The government eventually tore down the monument in the middle of the roundabout. Phillips knew several people who couldn’t return home to Syria because of the ongoing conflicts there as well. 

“Seeing those people stand up against a government willing to use deadly force against them made me reevaluate how I saw uprisings and movements as a whole,” he said.

He drew parallels between what people in the Middle East were doing — facing down tanks and armed police with guns and shields — with what some of his childhood heroes like Walter Ritte did on Kahoolawe, occupying the island to force the U.S. Navy to stop using it as a bombing range. 

“There’s a long lineage of resistance in Hawaiian history and culture,” Phillips said. “That’s partly why we’re so good at it. We’ve had a lot of practice.” 

But Phillips lacked access to the cultural resources that a student in Hawaii would have. And in the Middle East, he also lacked any teachers. While abroad, he devoured any online information he could find, and picked the brains of knowledgeable family members on breaks at home.

“For me, it was more finding that piece that was missing. Being away from it helped me find it. Not having that cultural immersion made me hunger for it more,” Phillips said.

After returning home to attend Chaminade several years ago, he fully immersed himself in the culture. He compiled his family’s genealogy using records in the state archives, practices hula and lua (Hawaiian martial arts), laau lapaau (traditional healing arts) and studies the language.

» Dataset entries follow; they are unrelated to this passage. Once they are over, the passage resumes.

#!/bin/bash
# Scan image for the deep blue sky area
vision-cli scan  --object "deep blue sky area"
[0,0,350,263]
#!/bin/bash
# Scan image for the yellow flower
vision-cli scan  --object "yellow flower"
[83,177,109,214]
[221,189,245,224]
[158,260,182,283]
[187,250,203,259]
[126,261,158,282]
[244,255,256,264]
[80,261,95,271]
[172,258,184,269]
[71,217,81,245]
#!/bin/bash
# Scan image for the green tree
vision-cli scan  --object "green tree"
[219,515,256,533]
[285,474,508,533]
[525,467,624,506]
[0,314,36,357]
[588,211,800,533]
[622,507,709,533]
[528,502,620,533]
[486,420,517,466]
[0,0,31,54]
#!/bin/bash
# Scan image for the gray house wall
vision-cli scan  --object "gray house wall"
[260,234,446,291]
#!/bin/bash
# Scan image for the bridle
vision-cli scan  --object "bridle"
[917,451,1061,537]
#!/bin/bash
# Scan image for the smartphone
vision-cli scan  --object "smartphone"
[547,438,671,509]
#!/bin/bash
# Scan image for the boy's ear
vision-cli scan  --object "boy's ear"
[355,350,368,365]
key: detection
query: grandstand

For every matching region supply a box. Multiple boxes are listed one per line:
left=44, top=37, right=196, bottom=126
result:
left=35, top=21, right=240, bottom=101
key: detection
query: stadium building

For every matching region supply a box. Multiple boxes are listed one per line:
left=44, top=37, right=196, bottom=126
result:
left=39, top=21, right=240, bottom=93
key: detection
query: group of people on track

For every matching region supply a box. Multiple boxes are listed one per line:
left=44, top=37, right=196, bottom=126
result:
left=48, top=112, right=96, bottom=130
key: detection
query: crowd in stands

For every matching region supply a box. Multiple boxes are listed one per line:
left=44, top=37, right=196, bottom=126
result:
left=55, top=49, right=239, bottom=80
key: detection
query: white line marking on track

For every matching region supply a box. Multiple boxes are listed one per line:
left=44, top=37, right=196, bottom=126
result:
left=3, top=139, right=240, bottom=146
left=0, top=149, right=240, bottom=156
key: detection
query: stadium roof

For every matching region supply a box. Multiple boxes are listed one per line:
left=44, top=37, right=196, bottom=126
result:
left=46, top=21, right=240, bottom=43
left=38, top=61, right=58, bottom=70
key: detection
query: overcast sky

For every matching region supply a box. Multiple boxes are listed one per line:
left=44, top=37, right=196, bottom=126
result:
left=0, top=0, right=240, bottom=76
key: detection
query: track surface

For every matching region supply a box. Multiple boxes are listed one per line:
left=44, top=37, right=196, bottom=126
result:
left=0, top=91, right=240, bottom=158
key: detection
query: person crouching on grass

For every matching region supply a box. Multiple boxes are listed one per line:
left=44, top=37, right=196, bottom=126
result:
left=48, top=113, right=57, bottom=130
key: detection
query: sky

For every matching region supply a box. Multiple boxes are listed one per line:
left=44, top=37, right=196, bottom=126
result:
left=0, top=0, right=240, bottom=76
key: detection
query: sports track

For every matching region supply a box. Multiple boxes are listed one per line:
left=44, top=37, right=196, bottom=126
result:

He can’t talk about specific lua techniques because, in ancient times, they were secretly taught to a select few who were to become warriors. His cousins, who first got him into the martial art, wouldn’t tell him anything until he began.

One lesson he brought home from the Arab Spring was the importance of social media.

That’s an aspect Phillips has a chance to control as part of the kia’a media team, which has produced slick videos for social media and is responsible for much of the movement’s messaging and influence.

“That’s the kuleana I found for myself,” he said. “It’s appropriating Western technology for traditional uses.”

Phillips believes that social media has allowed the protesters to wrestle away the narrative from the state.

“They have guns. We don’t have guns,” Phillips tells a small class gathered one afternoon. “We need to fight with things where they can’t shoot us.”

As Phillips speaks about his experiences on the mountain, some of his listeners, a group of about eight, need to hold their hats to keep them from flying away in the wind. Many are teenagers.

Phillips, an international relations major at Chaminade, is not sure what his career will look like. But he suspects it will be something that can affect the public policies he cares so much about.


“There’s plenty more fights to come,” he said, “and I don’t think we’ve seen the last fight to push for Hawaiian rights.”